This Is How Much Protein You Really Need Every Day

Americans can be forgiven for being obsessed with protein. High-protein shakes, bars, cereals, smoothies, yogurt, and even peanut butter stock grocery store shelves. Fast food outlets offer double- and even triple-patty burgers, and these protein bombs have no trouble selling.

Protein is an essential macronutrient that is vital for practically every bodily function. It's needed to build and maintain muscle, repair tissue, and transport nutrients, as well as to make enzymes, hormones, and neurotransmitters, according to Healthline. Not only that, but getting enough protein can help you lose or maintain weight by boosting metabolism and reducing appetite.

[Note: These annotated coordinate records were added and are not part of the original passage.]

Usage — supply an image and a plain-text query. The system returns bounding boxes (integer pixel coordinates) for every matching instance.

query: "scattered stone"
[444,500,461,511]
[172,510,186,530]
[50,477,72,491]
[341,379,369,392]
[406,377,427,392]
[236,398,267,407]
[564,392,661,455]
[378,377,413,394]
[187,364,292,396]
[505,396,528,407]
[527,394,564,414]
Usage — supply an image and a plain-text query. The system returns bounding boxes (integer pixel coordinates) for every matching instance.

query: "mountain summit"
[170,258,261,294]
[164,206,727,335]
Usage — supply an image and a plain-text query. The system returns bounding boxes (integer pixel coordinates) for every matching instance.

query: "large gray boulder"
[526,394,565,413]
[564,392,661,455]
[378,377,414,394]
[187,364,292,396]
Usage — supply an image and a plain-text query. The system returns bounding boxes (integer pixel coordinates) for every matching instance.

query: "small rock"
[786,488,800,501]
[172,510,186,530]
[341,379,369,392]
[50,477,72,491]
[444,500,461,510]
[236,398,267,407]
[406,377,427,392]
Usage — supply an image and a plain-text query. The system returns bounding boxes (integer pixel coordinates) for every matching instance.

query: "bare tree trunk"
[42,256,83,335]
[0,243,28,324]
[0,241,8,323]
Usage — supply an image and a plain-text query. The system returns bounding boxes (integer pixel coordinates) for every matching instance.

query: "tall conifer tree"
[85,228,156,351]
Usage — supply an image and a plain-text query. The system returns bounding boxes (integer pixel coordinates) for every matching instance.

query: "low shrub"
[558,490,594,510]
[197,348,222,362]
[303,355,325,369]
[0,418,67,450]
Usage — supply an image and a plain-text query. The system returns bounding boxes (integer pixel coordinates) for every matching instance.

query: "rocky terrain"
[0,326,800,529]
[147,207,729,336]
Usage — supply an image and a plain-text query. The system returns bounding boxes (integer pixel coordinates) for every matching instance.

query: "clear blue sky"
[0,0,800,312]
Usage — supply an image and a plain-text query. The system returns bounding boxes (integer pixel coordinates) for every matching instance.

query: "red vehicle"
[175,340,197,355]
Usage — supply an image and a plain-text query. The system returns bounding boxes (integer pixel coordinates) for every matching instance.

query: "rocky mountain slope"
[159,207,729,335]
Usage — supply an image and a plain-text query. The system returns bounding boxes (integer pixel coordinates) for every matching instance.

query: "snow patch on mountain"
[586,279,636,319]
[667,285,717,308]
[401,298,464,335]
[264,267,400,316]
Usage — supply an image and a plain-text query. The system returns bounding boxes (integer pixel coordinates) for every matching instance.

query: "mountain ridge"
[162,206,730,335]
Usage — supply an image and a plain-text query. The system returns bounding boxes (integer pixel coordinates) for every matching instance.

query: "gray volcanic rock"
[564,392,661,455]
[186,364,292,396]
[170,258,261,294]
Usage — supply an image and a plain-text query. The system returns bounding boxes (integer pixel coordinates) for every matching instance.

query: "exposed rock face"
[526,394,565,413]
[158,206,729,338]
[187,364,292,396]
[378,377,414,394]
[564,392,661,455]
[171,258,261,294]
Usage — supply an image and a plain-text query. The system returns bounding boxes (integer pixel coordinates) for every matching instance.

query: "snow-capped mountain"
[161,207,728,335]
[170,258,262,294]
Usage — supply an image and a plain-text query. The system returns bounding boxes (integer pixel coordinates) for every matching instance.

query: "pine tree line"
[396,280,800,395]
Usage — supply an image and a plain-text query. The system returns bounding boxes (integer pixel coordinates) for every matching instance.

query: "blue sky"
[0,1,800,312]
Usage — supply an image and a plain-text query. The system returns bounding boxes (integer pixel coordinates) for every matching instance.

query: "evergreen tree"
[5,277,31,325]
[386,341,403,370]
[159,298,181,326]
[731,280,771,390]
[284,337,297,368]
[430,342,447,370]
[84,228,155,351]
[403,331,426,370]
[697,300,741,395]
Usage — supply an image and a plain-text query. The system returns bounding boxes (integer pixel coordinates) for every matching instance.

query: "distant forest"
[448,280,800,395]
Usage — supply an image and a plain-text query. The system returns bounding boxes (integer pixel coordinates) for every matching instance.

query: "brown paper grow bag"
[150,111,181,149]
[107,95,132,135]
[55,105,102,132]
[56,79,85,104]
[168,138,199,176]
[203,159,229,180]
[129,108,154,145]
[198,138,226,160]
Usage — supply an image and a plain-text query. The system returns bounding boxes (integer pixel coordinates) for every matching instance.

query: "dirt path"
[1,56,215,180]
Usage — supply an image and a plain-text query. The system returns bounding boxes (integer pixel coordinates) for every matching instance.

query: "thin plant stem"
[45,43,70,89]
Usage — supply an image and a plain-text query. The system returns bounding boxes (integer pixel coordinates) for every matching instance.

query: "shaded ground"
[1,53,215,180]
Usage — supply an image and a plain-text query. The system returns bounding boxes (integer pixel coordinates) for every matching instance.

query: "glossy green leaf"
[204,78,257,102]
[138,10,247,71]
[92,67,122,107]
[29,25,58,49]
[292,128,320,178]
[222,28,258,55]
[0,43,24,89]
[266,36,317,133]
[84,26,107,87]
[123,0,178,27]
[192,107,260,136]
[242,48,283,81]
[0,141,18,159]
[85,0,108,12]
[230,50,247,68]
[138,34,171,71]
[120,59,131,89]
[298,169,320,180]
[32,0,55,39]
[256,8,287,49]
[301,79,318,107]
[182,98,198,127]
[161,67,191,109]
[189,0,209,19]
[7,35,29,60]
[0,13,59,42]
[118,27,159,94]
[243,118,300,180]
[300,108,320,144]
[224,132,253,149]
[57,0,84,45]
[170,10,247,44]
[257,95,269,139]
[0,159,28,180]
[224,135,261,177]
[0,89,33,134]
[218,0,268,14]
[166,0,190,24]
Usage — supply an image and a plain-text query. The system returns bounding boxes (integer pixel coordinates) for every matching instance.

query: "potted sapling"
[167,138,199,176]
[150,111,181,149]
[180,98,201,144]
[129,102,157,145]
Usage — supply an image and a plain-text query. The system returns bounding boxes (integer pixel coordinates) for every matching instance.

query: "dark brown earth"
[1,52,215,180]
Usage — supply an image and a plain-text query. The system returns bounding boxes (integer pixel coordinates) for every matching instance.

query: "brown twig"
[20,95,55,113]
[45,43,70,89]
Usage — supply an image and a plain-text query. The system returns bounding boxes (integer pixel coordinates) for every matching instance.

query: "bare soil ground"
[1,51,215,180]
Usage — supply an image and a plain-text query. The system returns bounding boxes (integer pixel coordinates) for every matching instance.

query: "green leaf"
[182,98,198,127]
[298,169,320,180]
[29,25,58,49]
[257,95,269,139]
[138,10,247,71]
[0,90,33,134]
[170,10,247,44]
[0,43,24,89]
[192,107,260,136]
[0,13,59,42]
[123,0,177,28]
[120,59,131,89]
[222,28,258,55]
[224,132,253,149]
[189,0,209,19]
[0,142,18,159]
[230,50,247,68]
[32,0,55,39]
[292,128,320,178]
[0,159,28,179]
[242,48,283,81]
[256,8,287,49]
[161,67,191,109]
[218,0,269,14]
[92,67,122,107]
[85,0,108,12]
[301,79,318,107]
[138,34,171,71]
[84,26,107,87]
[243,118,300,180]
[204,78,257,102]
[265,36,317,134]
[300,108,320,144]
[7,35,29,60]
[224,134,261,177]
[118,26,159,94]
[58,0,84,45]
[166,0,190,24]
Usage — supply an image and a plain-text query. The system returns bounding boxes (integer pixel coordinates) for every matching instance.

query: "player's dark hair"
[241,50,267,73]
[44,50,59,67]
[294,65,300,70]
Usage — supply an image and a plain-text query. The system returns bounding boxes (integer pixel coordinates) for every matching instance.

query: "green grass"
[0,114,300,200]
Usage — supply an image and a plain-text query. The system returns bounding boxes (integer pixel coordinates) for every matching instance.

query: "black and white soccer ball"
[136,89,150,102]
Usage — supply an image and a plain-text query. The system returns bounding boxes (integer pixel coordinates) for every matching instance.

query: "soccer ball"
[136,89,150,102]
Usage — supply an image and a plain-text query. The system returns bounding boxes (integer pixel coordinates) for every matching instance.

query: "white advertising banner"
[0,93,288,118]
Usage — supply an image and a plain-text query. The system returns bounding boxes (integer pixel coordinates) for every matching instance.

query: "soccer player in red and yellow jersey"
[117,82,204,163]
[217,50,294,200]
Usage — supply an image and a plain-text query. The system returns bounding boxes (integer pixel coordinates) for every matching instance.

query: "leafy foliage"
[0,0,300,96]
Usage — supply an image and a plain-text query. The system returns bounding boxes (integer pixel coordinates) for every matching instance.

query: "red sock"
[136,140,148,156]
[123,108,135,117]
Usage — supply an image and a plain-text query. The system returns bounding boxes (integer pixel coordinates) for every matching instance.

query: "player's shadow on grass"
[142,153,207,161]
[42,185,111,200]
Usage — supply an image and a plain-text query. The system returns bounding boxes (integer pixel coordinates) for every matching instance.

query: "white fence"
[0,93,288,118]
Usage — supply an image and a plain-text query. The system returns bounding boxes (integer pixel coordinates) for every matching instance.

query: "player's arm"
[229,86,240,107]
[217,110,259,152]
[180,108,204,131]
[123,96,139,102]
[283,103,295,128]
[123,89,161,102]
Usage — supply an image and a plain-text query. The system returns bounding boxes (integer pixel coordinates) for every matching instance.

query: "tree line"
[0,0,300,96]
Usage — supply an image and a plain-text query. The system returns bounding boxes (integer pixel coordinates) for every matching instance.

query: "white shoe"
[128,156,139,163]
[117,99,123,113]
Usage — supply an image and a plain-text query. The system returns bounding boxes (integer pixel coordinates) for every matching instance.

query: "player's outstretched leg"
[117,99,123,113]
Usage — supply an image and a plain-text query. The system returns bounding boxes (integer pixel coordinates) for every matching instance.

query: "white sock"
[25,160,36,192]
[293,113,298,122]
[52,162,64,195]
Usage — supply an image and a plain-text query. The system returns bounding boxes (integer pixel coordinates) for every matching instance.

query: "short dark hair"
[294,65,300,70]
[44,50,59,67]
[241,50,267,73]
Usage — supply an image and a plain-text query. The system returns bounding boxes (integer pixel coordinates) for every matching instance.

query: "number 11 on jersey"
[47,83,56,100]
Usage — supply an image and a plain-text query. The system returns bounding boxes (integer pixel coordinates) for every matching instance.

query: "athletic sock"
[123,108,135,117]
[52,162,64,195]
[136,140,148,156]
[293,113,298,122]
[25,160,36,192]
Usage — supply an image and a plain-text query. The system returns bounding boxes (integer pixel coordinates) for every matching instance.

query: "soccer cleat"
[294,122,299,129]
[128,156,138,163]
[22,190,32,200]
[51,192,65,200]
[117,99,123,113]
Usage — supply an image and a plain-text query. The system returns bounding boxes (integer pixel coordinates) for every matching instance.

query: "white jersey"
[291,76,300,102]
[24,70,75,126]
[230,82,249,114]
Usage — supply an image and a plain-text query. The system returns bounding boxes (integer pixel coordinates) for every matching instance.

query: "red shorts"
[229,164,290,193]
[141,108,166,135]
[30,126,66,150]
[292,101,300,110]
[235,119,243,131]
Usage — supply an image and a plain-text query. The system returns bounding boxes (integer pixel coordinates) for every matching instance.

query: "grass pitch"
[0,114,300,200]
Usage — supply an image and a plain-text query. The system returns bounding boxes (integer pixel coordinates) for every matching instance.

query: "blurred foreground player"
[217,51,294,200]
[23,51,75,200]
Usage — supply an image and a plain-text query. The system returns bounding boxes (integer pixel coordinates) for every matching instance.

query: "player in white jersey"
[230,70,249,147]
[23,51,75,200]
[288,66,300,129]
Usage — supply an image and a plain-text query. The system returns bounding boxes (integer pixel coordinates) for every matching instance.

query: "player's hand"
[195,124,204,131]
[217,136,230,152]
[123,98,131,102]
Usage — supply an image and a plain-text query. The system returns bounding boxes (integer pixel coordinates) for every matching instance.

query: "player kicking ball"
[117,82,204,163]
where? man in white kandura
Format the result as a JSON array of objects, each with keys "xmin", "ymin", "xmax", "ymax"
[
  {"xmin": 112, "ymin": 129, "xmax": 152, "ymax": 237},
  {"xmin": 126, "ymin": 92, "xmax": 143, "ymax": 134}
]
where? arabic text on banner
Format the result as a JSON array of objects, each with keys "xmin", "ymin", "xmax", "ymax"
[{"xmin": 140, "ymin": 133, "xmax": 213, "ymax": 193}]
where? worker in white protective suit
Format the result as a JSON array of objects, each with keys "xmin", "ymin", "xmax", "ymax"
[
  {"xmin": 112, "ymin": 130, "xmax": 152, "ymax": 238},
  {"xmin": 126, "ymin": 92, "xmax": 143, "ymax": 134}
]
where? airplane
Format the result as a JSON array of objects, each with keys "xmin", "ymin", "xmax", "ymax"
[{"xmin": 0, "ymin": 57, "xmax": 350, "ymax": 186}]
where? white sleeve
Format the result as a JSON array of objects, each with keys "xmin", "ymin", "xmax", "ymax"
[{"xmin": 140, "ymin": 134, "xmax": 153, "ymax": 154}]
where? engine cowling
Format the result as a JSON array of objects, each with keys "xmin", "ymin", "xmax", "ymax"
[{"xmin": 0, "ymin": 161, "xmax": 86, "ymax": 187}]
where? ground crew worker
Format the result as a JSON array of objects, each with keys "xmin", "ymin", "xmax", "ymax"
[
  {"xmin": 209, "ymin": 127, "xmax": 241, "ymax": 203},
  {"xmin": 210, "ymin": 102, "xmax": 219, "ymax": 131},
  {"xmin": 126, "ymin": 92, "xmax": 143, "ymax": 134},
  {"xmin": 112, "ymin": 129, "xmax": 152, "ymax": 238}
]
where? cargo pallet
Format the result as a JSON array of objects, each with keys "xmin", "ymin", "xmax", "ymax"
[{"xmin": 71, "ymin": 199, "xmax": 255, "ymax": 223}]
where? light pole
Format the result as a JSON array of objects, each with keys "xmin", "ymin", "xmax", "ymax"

Chad Kerksick, director of the Exercise and Performance Nutrition Laboratory at Lindenwood University in St. Charles, Missouri, told US News & World Report, "We mostly talk about dietary protein in regard to muscle protein synthesis, but there are trillions of cells in the body that require protein. It is needed for the healthy cell turnover and recovery in the organs, tissues — all of the cells within the immune system require protein." But just how much protein do we really need?

The Dietary Reference Intake (DRI) — the amount recommended by the Institute of Medicine for healthy individuals — is 0.36 grams of protein per pound (or 0.8 grams per kilogram). This is the basic amount of protein needed to prevent deficiency, but, like most things nutrition-related, the precise amount an individual needs depends on a number of factors.

The quality — not just quantity — of protein is important

Men generally need more protein than women because they tend to have more muscle mass and larger bodies. Athletes, bodybuilders, pregnant women, and individuals over the age of 65 also need more protein (via Discover).

Dieticians emphasize that getting enough protein should not be just about quantity, but quality, too. Processed hot dogs are just not on par with grilled salmon. Animal sources like lean meat, fish, eggs, and dairy products generally provide the best sources of protein because the protein is complete. That means that those sources contain all of the essential amino acids, in the right ratios, that our bodies need but can't synthesize on their own. There are a handful of plant-based foods that provide complete protein, like quinoa and buckwheat, but vegans need to be well informed to make sure their protein needs are being met.

Chances are excellent that when it comes to protein, you're getting enough. According to LiveStrong, most Americans actually consume more protein than they actually need, and protein deficiency in the U.S. is rare.